Of Good Stock

"It's like being at home," the couple next to me remarked after the lights came up for intermission. They were referring to the domestic tensions of the Stockton sisters and their beaus. Set in the Stockton family home in Cape Cod, Melissa Ross's Of Good Stock sees the three sisters, Jess (Jennifer Mudge), Amy (Alicia Silverstone) and Celia (Heather Lind), reuniting for Jess's 41st birthday. Jess and her husband, Fred (Kelly AuCoin), are hosting the gathering; Amy brings along her fiancé, Josh (Greg Keller), and Celia's new boyfriend, Hunter (Nate Miller), also joins the party. The Stockton sisters have unfinished business with one another, and with the legacy left by their now deceased parents. They struggle to come to grips with living up to the "stock" of their parents.

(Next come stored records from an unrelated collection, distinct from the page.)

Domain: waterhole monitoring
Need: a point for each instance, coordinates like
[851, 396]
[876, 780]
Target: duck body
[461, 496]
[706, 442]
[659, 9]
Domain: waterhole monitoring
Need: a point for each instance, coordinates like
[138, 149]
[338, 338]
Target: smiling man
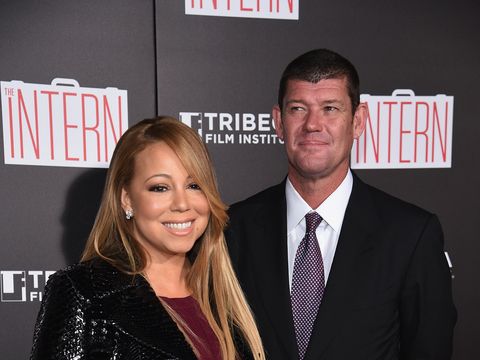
[333, 268]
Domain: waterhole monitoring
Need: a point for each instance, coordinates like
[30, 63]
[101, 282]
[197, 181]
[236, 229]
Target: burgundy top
[189, 310]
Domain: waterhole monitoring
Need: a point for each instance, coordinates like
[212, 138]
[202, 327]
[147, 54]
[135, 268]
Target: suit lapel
[135, 310]
[272, 279]
[356, 239]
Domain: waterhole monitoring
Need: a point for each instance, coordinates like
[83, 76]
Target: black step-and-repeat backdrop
[75, 74]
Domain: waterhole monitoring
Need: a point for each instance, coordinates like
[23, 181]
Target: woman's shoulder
[90, 279]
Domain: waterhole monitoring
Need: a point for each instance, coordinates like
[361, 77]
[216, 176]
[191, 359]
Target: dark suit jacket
[388, 295]
[91, 311]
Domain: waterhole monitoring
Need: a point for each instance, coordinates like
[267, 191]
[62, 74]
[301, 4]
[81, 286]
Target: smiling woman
[155, 280]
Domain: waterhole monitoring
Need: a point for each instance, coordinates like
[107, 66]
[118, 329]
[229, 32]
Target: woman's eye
[194, 186]
[158, 188]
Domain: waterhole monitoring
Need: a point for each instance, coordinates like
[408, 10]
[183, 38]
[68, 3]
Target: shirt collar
[332, 210]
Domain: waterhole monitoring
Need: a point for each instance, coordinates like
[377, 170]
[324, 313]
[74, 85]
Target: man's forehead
[337, 87]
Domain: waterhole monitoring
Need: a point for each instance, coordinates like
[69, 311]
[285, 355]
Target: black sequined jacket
[93, 311]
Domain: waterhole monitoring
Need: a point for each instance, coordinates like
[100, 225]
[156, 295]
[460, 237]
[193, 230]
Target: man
[332, 267]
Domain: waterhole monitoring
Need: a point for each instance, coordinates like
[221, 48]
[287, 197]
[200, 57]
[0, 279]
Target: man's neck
[315, 190]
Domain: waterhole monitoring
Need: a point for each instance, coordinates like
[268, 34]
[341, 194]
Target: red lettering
[92, 128]
[106, 110]
[442, 140]
[21, 105]
[390, 104]
[243, 8]
[402, 132]
[50, 120]
[66, 126]
[421, 133]
[12, 138]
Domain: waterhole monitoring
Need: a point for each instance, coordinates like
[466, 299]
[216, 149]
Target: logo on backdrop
[405, 131]
[266, 9]
[61, 124]
[236, 128]
[23, 286]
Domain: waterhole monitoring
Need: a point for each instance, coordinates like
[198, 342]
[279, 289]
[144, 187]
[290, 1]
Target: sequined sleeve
[61, 324]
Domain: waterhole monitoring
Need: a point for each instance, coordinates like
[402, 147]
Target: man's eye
[297, 108]
[158, 188]
[194, 186]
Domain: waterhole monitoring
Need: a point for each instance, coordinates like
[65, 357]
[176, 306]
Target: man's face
[318, 128]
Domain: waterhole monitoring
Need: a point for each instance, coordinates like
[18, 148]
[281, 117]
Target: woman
[155, 280]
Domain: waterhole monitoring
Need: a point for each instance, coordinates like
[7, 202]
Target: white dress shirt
[332, 210]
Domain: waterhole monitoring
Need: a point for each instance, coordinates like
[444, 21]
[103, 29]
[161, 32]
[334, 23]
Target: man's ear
[359, 120]
[277, 120]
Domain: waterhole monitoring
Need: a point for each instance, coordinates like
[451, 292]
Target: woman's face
[170, 210]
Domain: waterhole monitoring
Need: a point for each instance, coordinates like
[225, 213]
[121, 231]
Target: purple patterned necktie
[308, 283]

But it's not just a weekend of reckoning for the sisters. As Hunter (the most outsider of the outsiders) observes, families are complex. He offers that a family begins as one unit, and then each piece breaks off into other units and you have to work things out you thought you already worked out. There's the family you are born with; the family you choose; and the family you make. And so, we see that each couple, Jess and Fred, Amy and Josh, and Celia and Hunter, have to clarify, to use Jess's word, some things before they can move to the next chapter of their lives.

Of Good Stock is at times funny and at times poignant. The way those moods are divvied up is precise, and director Lynne Meadow's pacing is deliberate and effective, with comic relief giving way to sisterly bickering, which, in turn, builds to a cathartic and moving point of release in act two. But for all the entertainment along the way, and the great performances, especially from Mudge (The Big Meal, Into the Woods), Ross's play doesn't amount to anything that feels particularly new or fresh. That's not a sin, but it's also not a feather in its cap. With a "life goes on" conclusion, I left Of Good Stock being glad to have seen the performances, but underwhelmed with the story they told.